Sometimes I think that only a nerd like me would be fascinated by a book subtitled “Church Building in Angevin Italy, 1266-1343”. But I’m glad to know there are enough nerds like me around that the author, Caroline Bruzelius, and the publisher, Yale University Press, decided to produce it.
The Stones of Naples is filled with stories of why and how various churches were built in Naples during the first three generations of Angevin rule there, 1266 to 1343. The social history is tied to the architectural history to answer questions I didn’t even know I had! And I have plenty of questions about these Angevins–for some reason their story resonates with me.
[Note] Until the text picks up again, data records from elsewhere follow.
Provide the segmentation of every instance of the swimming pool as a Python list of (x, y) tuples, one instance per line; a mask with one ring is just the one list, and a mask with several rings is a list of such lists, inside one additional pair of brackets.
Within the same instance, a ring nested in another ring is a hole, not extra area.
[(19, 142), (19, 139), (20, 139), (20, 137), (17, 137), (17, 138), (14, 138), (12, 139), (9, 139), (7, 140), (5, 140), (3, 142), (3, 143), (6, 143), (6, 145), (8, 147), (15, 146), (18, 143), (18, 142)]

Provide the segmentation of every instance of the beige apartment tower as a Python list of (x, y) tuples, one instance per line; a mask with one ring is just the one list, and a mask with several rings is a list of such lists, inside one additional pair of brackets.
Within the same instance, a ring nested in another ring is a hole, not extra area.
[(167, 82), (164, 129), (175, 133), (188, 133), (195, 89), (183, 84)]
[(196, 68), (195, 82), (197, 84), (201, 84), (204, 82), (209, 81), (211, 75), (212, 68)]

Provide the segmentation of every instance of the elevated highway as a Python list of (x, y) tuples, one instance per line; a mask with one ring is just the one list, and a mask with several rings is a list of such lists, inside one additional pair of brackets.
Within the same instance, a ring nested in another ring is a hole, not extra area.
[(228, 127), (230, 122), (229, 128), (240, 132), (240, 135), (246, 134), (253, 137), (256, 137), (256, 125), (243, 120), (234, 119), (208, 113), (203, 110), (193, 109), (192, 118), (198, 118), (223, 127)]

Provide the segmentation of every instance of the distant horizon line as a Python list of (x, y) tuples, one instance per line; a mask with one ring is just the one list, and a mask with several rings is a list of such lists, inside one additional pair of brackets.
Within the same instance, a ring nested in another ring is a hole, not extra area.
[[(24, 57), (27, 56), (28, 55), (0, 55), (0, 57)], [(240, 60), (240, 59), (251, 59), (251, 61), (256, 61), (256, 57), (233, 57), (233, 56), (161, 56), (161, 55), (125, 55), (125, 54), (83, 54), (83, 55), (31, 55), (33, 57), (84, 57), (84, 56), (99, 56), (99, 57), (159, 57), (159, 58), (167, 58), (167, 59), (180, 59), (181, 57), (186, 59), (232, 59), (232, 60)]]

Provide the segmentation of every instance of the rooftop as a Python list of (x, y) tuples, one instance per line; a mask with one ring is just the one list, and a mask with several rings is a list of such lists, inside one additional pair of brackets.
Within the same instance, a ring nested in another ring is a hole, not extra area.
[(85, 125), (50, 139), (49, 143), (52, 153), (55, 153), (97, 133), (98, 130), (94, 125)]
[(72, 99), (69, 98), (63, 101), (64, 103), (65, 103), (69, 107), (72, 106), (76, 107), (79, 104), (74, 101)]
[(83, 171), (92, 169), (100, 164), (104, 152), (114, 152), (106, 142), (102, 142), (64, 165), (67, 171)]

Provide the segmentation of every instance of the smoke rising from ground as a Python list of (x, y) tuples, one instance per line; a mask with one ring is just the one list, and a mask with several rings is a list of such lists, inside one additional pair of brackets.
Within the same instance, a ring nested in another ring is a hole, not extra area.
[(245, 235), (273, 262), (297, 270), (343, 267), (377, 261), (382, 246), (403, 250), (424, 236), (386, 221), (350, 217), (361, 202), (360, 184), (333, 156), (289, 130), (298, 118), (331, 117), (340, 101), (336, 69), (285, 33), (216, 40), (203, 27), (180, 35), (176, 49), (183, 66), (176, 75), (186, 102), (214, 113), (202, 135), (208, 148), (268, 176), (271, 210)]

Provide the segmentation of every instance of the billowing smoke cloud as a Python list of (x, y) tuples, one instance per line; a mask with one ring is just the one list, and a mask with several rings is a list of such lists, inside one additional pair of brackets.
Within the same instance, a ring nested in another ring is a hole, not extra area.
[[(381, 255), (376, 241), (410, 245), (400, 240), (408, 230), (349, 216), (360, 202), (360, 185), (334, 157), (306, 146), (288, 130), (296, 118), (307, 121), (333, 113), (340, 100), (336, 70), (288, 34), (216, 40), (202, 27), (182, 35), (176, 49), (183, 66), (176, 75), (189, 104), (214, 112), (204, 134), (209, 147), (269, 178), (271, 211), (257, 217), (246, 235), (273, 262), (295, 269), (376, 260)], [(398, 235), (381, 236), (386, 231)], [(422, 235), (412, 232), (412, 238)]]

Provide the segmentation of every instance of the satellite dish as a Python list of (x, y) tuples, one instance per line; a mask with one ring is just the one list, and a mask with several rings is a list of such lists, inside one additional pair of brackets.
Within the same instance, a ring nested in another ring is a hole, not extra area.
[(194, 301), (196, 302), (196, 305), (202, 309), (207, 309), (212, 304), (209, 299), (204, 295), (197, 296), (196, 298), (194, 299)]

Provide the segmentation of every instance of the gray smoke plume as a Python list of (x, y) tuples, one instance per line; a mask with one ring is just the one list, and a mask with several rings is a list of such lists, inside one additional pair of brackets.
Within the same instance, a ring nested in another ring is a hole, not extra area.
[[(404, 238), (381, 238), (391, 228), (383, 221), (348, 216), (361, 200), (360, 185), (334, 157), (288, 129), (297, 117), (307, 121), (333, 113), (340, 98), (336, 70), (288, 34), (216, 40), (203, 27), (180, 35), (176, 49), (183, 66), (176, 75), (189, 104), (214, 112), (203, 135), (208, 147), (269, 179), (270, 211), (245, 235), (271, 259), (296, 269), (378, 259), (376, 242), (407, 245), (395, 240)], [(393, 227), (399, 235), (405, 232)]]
The book is academic, filled with minutiae about builders and stone, about bishops and their political persuasions, about monastic influences on the royal family members, and their influence on one another. There are several appendices, and pages of end notes, a lengthy bibliography, and detailed index.
But the academic burden (which it might seem to some readers) is lightened by a few other inclusions. Right up front there are maps, a city plan of Naples, and a genealogical chart of the Angevins. The large-format book contains many photos (too few in color, but there are many) and illustrations of church floor plans, construction elements, and decor. And the cover is beautiful, featuring detail from the Tavola Strozzi, showing a view of Naples in 1465 commemorating the Aragonese victory.
Although Naples itself figures heavily in the Angevin church construction, locations throughout southern Italy are mentioned or discussed.
I would recommend this book to anyone with an interest in southern Italy of the thirteenth and fourteenth centuries. It helps me understand the events and the atmosphere of the period, and develop a clearer picture of medieval Naples.